[p900] P900 and X11+Linux cross-compiling

  • From: Alfonso Martone <a.martone@xxxxxxxxxxx>
  • To: p900@xxxxxxxxxxxxx
  • Date: Sat, 7 Jan 2006 09:58:23 +0100

Some time ago I released the P900 Zx Spectrum emulator (full source included).

The main source has to #include a "p900.h" header file: if the compiler is targeted to ARM processor, then it will include a "p900base.h" header, else it will include "p900x11.h" (with same functions but targeted to X11 and Linux).

Also, the functions contained in the p900base.h will give you a "full CPU" environment instead of the common "event driven" structure. As you may already know, in every windowed environment programming library (Mac OS X, Windows, QT, Symbian/UIQ, etc) your program has only to answer to events: the system, not your program, has the control of all resources.

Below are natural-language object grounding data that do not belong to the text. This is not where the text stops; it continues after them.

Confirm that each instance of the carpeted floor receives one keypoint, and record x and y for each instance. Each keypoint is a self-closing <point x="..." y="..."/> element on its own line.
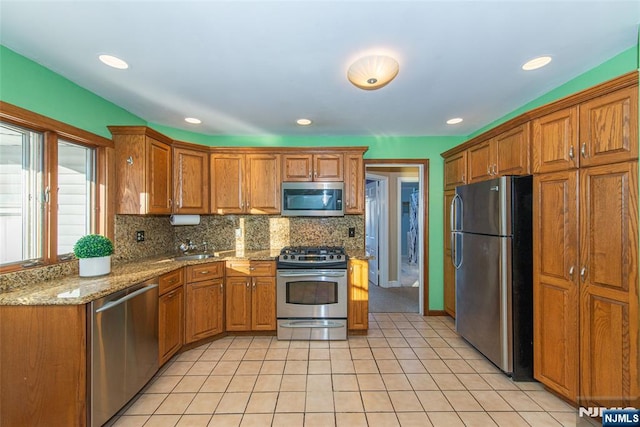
<point x="393" y="300"/>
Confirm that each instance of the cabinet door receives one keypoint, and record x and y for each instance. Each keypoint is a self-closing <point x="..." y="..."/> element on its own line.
<point x="263" y="304"/>
<point x="238" y="303"/>
<point x="511" y="151"/>
<point x="609" y="285"/>
<point x="170" y="324"/>
<point x="358" y="295"/>
<point x="354" y="184"/>
<point x="328" y="167"/>
<point x="609" y="128"/>
<point x="203" y="316"/>
<point x="555" y="282"/>
<point x="449" y="270"/>
<point x="191" y="181"/>
<point x="159" y="188"/>
<point x="263" y="177"/>
<point x="455" y="170"/>
<point x="297" y="167"/>
<point x="555" y="141"/>
<point x="481" y="162"/>
<point x="227" y="175"/>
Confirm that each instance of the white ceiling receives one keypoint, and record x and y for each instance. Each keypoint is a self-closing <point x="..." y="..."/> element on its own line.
<point x="254" y="67"/>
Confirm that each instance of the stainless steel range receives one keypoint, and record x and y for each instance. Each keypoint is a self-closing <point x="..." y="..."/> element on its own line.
<point x="312" y="293"/>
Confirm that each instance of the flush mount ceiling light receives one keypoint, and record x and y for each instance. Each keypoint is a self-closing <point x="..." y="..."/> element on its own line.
<point x="114" y="62"/>
<point x="536" y="63"/>
<point x="373" y="72"/>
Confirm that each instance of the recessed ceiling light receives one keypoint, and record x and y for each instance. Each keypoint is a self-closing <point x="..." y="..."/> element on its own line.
<point x="536" y="63"/>
<point x="114" y="62"/>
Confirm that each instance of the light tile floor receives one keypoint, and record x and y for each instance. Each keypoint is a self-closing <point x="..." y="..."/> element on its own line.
<point x="408" y="371"/>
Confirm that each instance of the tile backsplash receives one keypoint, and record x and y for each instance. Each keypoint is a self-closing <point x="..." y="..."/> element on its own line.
<point x="257" y="232"/>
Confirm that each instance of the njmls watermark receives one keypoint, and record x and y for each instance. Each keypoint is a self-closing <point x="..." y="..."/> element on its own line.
<point x="626" y="417"/>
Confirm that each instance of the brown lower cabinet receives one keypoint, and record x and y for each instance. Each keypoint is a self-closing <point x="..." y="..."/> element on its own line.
<point x="204" y="301"/>
<point x="358" y="295"/>
<point x="43" y="365"/>
<point x="586" y="284"/>
<point x="170" y="314"/>
<point x="251" y="296"/>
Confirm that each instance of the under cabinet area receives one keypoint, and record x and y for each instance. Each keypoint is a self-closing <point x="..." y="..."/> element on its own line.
<point x="204" y="301"/>
<point x="251" y="296"/>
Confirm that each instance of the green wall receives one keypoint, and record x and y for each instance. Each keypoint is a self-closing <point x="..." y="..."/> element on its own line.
<point x="28" y="85"/>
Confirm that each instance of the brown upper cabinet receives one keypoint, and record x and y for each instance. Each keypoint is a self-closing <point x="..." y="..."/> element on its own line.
<point x="143" y="170"/>
<point x="505" y="154"/>
<point x="191" y="181"/>
<point x="353" y="183"/>
<point x="596" y="132"/>
<point x="313" y="167"/>
<point x="455" y="170"/>
<point x="245" y="183"/>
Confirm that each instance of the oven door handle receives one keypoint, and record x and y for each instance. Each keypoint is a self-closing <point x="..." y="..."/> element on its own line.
<point x="313" y="273"/>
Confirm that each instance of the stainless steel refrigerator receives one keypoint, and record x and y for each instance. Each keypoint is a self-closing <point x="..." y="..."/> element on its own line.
<point x="491" y="224"/>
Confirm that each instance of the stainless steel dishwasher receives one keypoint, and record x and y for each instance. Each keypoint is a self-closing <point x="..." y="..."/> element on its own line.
<point x="124" y="348"/>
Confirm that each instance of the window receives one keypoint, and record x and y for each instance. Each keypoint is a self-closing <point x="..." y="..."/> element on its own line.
<point x="76" y="183"/>
<point x="52" y="188"/>
<point x="21" y="195"/>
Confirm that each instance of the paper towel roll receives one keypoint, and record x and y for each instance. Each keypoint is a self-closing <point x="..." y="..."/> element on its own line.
<point x="184" y="219"/>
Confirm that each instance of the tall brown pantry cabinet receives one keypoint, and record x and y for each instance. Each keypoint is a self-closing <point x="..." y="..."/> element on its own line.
<point x="585" y="161"/>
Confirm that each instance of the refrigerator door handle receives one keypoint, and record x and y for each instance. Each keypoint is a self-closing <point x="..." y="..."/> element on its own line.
<point x="455" y="212"/>
<point x="455" y="253"/>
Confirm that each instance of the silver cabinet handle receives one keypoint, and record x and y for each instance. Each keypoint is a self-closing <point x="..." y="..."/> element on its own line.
<point x="127" y="297"/>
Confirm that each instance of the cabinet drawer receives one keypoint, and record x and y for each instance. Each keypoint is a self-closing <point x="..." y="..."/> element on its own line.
<point x="170" y="281"/>
<point x="199" y="273"/>
<point x="250" y="268"/>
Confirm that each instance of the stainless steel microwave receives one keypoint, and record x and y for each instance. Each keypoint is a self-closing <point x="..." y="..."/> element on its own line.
<point x="312" y="199"/>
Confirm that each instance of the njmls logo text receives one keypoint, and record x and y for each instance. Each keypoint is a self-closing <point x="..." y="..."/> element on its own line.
<point x="613" y="416"/>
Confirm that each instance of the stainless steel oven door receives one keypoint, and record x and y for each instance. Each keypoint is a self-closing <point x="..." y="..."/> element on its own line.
<point x="318" y="294"/>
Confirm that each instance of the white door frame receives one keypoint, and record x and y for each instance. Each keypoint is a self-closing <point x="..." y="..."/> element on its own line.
<point x="383" y="230"/>
<point x="421" y="226"/>
<point x="400" y="180"/>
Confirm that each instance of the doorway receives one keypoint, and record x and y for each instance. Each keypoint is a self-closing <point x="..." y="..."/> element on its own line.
<point x="396" y="234"/>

For example, given a button, you define an event "button clicked", and your procedure will be called only when the button is actually clicked: you have then to quickly execute your (short) code and then release control to the system (because other events may be waiting: keypresses, timing, etc).

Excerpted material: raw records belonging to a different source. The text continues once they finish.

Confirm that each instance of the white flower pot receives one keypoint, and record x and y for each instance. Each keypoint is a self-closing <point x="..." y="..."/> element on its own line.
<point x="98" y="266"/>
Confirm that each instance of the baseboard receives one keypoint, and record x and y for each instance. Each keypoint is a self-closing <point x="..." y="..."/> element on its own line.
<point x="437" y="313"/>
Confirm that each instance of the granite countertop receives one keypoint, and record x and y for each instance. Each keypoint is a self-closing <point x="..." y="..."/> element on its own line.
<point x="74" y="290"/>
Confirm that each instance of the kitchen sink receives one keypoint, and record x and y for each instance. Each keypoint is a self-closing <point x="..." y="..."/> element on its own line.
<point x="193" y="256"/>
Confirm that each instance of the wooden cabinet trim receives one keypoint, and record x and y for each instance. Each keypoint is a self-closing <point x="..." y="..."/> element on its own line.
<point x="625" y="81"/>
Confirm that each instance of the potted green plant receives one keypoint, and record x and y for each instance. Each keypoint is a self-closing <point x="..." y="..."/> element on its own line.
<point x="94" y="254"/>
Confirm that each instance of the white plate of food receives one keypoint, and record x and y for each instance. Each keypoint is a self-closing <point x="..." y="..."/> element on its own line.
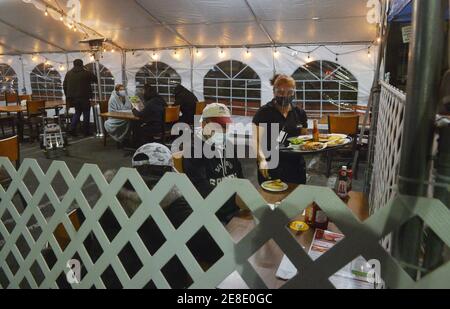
<point x="326" y="138"/>
<point x="339" y="142"/>
<point x="274" y="186"/>
<point x="309" y="147"/>
<point x="296" y="142"/>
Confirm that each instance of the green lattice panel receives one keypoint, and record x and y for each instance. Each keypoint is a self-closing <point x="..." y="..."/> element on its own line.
<point x="362" y="238"/>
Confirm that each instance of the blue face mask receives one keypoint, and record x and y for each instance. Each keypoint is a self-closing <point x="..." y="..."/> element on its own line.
<point x="284" y="101"/>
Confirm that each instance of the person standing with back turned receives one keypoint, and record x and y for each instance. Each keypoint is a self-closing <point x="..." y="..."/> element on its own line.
<point x="78" y="91"/>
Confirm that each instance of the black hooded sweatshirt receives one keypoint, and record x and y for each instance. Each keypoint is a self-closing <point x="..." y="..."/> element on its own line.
<point x="206" y="174"/>
<point x="187" y="101"/>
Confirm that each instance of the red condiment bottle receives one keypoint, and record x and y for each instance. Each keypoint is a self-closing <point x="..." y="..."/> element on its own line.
<point x="316" y="217"/>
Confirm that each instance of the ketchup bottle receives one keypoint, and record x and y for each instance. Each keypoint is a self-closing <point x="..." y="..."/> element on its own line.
<point x="316" y="134"/>
<point x="316" y="217"/>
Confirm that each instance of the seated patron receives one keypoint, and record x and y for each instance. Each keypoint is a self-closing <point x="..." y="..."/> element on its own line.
<point x="118" y="102"/>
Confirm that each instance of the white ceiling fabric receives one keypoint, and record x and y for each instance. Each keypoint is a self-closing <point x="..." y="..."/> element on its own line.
<point x="148" y="24"/>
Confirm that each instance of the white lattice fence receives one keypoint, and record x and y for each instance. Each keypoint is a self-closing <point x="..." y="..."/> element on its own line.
<point x="18" y="268"/>
<point x="387" y="147"/>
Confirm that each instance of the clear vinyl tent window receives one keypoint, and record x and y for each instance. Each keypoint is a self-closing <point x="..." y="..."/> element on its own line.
<point x="107" y="81"/>
<point x="161" y="76"/>
<point x="8" y="80"/>
<point x="46" y="83"/>
<point x="234" y="84"/>
<point x="325" y="87"/>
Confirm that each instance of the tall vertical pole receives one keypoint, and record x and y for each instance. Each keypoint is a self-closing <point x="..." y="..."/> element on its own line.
<point x="96" y="107"/>
<point x="24" y="80"/>
<point x="124" y="69"/>
<point x="425" y="69"/>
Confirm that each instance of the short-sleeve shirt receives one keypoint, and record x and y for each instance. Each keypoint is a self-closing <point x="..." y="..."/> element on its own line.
<point x="293" y="124"/>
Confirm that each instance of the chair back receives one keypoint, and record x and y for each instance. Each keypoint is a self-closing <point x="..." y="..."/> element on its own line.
<point x="178" y="161"/>
<point x="104" y="105"/>
<point x="11" y="99"/>
<point x="172" y="114"/>
<point x="35" y="107"/>
<point x="26" y="97"/>
<point x="343" y="124"/>
<point x="9" y="148"/>
<point x="199" y="107"/>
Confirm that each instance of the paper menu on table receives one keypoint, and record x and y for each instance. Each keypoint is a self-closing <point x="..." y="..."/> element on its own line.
<point x="349" y="277"/>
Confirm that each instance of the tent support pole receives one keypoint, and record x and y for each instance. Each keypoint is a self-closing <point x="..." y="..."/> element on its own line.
<point x="124" y="68"/>
<point x="425" y="69"/>
<point x="373" y="104"/>
<point x="192" y="70"/>
<point x="24" y="81"/>
<point x="96" y="108"/>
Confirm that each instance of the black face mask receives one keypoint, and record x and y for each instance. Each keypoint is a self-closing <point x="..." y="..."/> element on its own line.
<point x="284" y="101"/>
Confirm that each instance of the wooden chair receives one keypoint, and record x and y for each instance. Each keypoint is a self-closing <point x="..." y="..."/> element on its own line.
<point x="171" y="116"/>
<point x="178" y="161"/>
<point x="9" y="148"/>
<point x="343" y="124"/>
<point x="199" y="107"/>
<point x="26" y="97"/>
<point x="104" y="107"/>
<point x="35" y="111"/>
<point x="8" y="119"/>
<point x="11" y="99"/>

The most notable exception is bare X11 programming, where you must initialize all windows and stuff, and then create a for-loop to ask for events and then respond to them. You have the control, not the windowing management library of the system: you can write programs that can use all available CPU power and which still appear in "windowed" mode.

To write the Zx Spectrum emulator I needed full control, not "event style" control. So I had to split the main P900 .APP program in two threads soon after initialization phase: the first is a classic event- driven program, which keeps a linked-list (big, circular) filled with the events that it got from the system; the second thread simply runs at full speed, reading from the shared list the events (keyboard, touchscreen) when needed, and can use all available CPU power without interfering with the rest of Symbian applications already running.

This said, I was finally able to create the P900 Zx Spectrum emulator which:

1) uses all available CPU power, thus getting a realistic screen refresh (25 fps: 25 times per second the 320x208 screen gets a full redraw) without freezing the P900 (alarms, messaging, etc won't stop); a commercial Spectrum emulator, using the standard event/ timers driven version, can barely get more than 12-15 frames per second.

2) same P900-Spectrum source is cross-compilable to the Linux+X11 platform (have a look at the Makefile: "make x11" will compile it for your Linux box), where it will perform in the same mode but a little slower (due to X11 calls: in the P900 to set a pixel you simply need to write two bytes in memory; in X11 you need to call a library function which will perform window controls, color depth control, visibility controls, etc, before actually telling the X11 engine to recolor it: a dramatic speed-up was obtained by keeping an fake screen matrix, in order to call the set pixel color function only when the color was changed)

3) I had to stop development for a number of reasons, and didn't explore the sound section (which, in event-driven mode, could still use the 5-8% of CPU power left from the P900 Spectrum emulator and still be in sync with everything).


This entire introduction means that:

a) you can build and develop on X11 and do minimal tests on a real P900;

b) you can experiment almost everything available on both platforms (for example: did you know that the free ZLIB is available both on Symbian and Mac OS X and Linux?)

c) by using P900X11 library you can quickly convert some old MS/DOS & VGA game to the P900 (remember that classic VGA games always used 320x200 resolution at 256 colors, while P900 can do 320x208 at 65536); as you may already see in the P900 Zx Spectrum emulator sources, I got an already existing C++ source for Linux (FBZX) and only had to do some rearrangements.